The second film in Oliver Stone's Vietnam trilogy sees Ron Kovich (Cruise), a patriotic young American, reduced to life in a wheelchair by a sniper bullet. Initially wallowing in his physical and mental impotence - he drinks, he fights, he uses prostitutes - Ron recovers his energies and makes his way to the front of the Anti-War movement.
Marine Ron Kovic (Tom Cruise) lets go another round at the hidden Viet Cong snipers, an unshakeable belief in his own invincibility evident in his every action, fanatical pride in his corps and country driving him on over the brink. Suddenly, the entire beat of the action switches from observing this foolhardy act to a position inside Kovic as the fateful bullet rips through his spinal cord. Ever so slowly you arc up and over with him, collapsed onto the ground in a crumpled heap, the final thud bringing the blood up from the lungs and out through the mouth. It is a sickening, brutal, wholly unforgettable moment and just one of many that linger long after Born On The Fourth Of July has run its epic course.
The true story of Vietnam veteran Ron Kovic, originally told in his 1976 book Born On The Fourth Of July, could have easily lost its impact on the screen, reduced to the unfortunate plight of an unlucky whinger who bit off more than he could chew. Instead, it translates quite magnificently into a thoroughly moving tale of one mans extraordinary life, depicting the awful sense of impotence that comes with a young body trapped in a wheelchair while all the time supplying the fascinating backdrop of three of the most turbulent decades in American history.

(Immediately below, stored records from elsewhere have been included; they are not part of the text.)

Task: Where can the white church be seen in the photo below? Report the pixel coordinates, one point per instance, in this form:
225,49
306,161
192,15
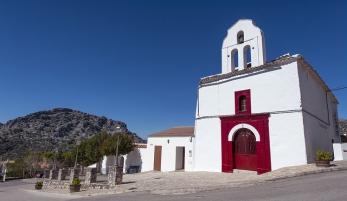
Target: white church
254,116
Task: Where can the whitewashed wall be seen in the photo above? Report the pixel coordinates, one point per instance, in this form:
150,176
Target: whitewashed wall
271,90
253,37
287,141
318,120
340,151
168,159
276,90
207,148
138,157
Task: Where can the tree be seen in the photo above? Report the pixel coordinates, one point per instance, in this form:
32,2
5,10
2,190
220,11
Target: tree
48,159
32,160
93,148
125,145
69,159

And then there is Tom Cruise. Impressive enough in the fairly traditional role of the all-American boy preparing himself for glory, he is literally unrecognisable as the post-war paraplegic, displaying a depth and range never previously even hinted at in a remarkable performance that immediately lifts him out of his previous cheesecake category and places him smack at the front of a whole generation of American actors. The scene in which he rips out his catheter to rage against a wholly redundant penis, while his mother looks on suitably aghast, is at once deeply affecting and barely watchable, while the tears streaming down his face as he finally finds some sort of desperate comfort in a Mexican brothel have already been shared by audiences throughout America. Willem Dafoe supplies strong support, but this is Cruises movie, wheeling around like a madman, looking like a thinner David Crosby and barking at the world for reducing him to this sorry state. The closest parallel would be Daniel Day Lewis in My Left Foot, a fair indication of the quality of work on display here.
The gradual politicisation of this former gung-ho patriot is less skilfully handled by Stone, with no real explanation of why exactly Cruise switches tack so dramatically. The film is overlong and overwrought and there is also a distinct sense of having travelled some of these paths before, via The Deer Hunter (early hometown scenes), Coming Home (vet in a wheelchair) and, of course, this directors own Platoon. And yet in a film this big, none of these flaws seem to add up to a hill of beans. Few recent movies have covered so much ground with such aplomb, fewer still have packed such a punch to the heart.
Some will find it overly long, but with such a pivotal performance by Cruise and a veritable platoon of Hollywood elite supporting, who can begrudge a bit more screen time?